Friday, Nov 10, 2006, 21:05 IST Can you explain the position of income tax law in respect of tenancy rights acquired in 1965 surrendered now and investments options in respect of consideration received in cash? Tarun Ghia Can you explain the position of income tax law in respect of tenancy rights acquired in 1965 surrendered now and investments options in respect of consideration received in cash?

Pari N Shah
It has been an accepted position of law that tenancy rights are a capital asset.

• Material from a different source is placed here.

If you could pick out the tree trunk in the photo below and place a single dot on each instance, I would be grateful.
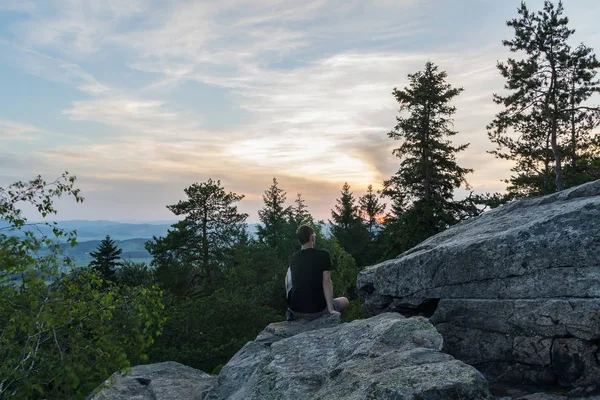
(557, 157)
(205, 253)
(573, 130)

In respect of transfer of tenancy rights before April 1, 1994, the position of income tax law was that when there was no cost of acquisition of tenancy, no capital gain arose on transfer of such capital asset in those cases. However, the position has changed in respect of transfers of tenancy rights and some other assets taking place from and after April 1, 1994 as section 55(2)(a) of the Income Tax Act, 1961 has been amended. This provides that for the purpose of computation of capital gain in a case where there is no cost of acquisition of tenancy rights, the same will be taken at nil. Thereafter, the provisions of computation of capital gains will follow as a result whereof the cost of acquisition of tenancy rights being nil, the entire net consideration received on transfer of such tenancy rights would amount to capital gains. If the tenancy rights were held for more than 36 months, the same would be considered as long-term capital asset and transfer thereof would give rise to long-term capital gain. Conversely, if the tenancy rights were held for 36 months or less then the same are a short-term capital asset and transfer thereof would give rise to short term capital gain. In respect of a capital asset, which was acquired before April 1, 1981, the benefit of substitution of the fair market value of the asset as on that date in place of its cost is available in general. But such benefit is not available in respect of some of the capital assets which have been assigned deemed nil cost and tenancy rights are one of such assets. Therefore, the benefit of substitution of fair market value of the asset as of April 1, 1981, is not available in place of its original cost. As substitution of fair market value is not possible in your case, there is no point in getting it valued as of April 1, 1981. Further in case of a zerocost asset, indexation does not benefit. But since holding period of your tenancy rights was more than 36 months on the date of surrender thereof, the resultant capital gain was a long-term gain and would be entitled to benefits under Section 54EC and 54F subject to conditions and time limits specified in those section. Due to space constraint investment options have not be analysed in detail.